Helium: Hotter arc for TIG on copper or nickel. Pricey, but unbeatable for heavy aluminum.
Argon/Helium/CO2 Tri-Mix: MIG on stainless, balances penetration and stability.
Cylinder sizes matter: Rent 20-80 cu ft tanks. Regulators with flowmeters keep it steady.
Safety Tips and Cost-Saving Hacks
Gases aren't free argon runs $20-50 per fill. Leak-test hoses with soapy water. Store upright, chained. CO2 is non-flammable but can freeze skin, wear gloves.

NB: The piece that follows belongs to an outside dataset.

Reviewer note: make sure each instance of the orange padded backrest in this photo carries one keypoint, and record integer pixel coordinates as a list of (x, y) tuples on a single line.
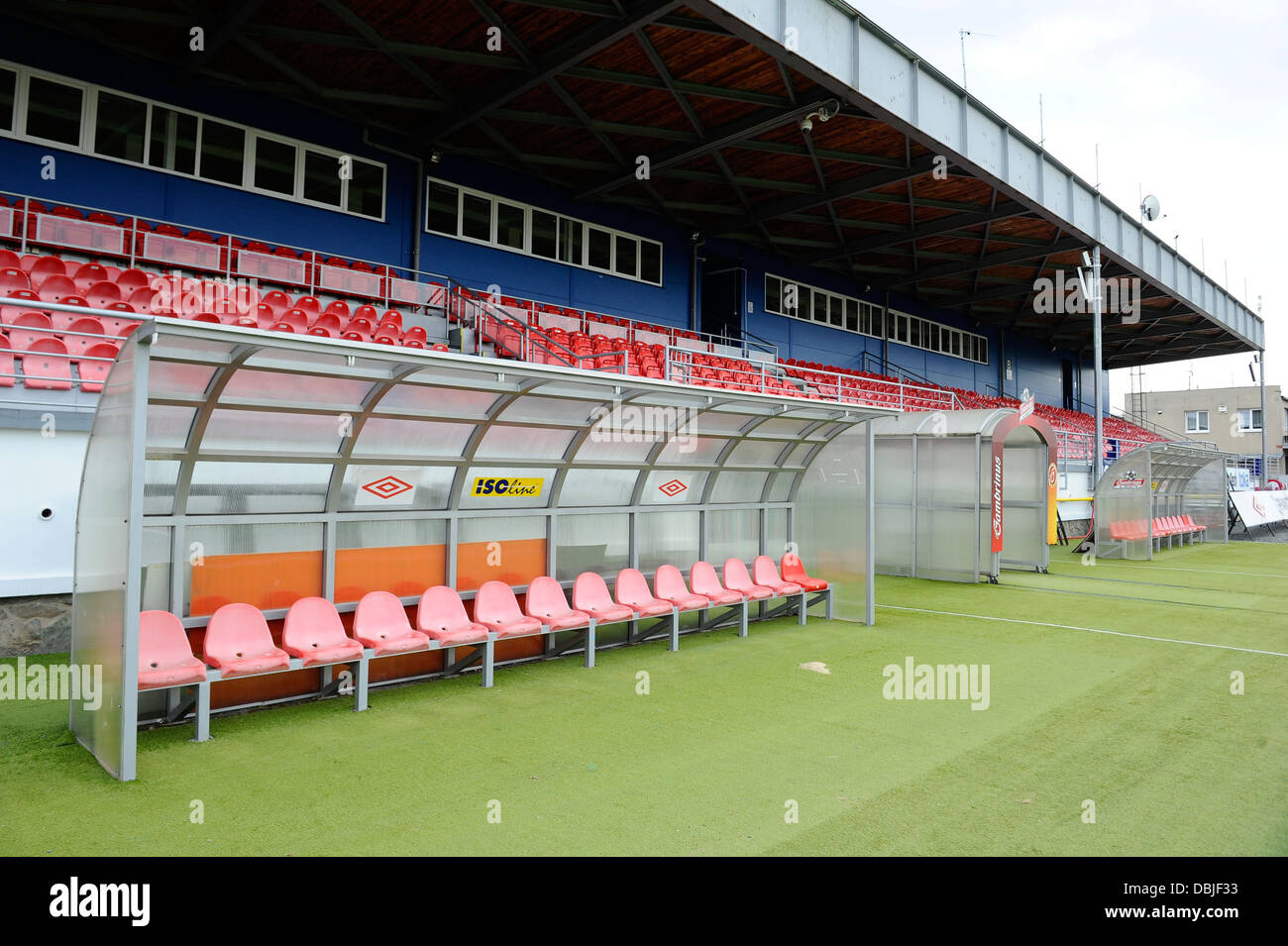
[(670, 583), (312, 623)]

Hack: Draft-proof your shop to cut flow rates 20%. Clean metals reduce gas needs too.
Common Mistakes and Fixes
Newbies overdo flow, wasting $100s yearly. Undercut? Up your argon purity. Porosity on aluminum? Check for moisture dry your gun.
Pick Gas, Weld Strong
Now you know: Argon leads for "what gas is used for TIG welding," aluminum, stainless, and beyond. Match gas to metal and method for pro results every time. Start small, practice on scrap, and your welds will impress.
Grab argon from local suppliers and experiment. Welding's addictive once the gas clicks.
FAQ
Q. What gas is used for TIG welding?
Pure argon (100%) is standard for TIG welding.
Q. What gas is used for aluminum TIG welding?
100% argon, add helium for thicker pieces.
Q. What gas is used for MIG and TIG welding?
TIG: Argon. MIG: Argon/CO2 mixes for steel.
Q. What gas is used for stainless steel TIG welding?
Pure argon, sometimes with 2-5% hydrogen.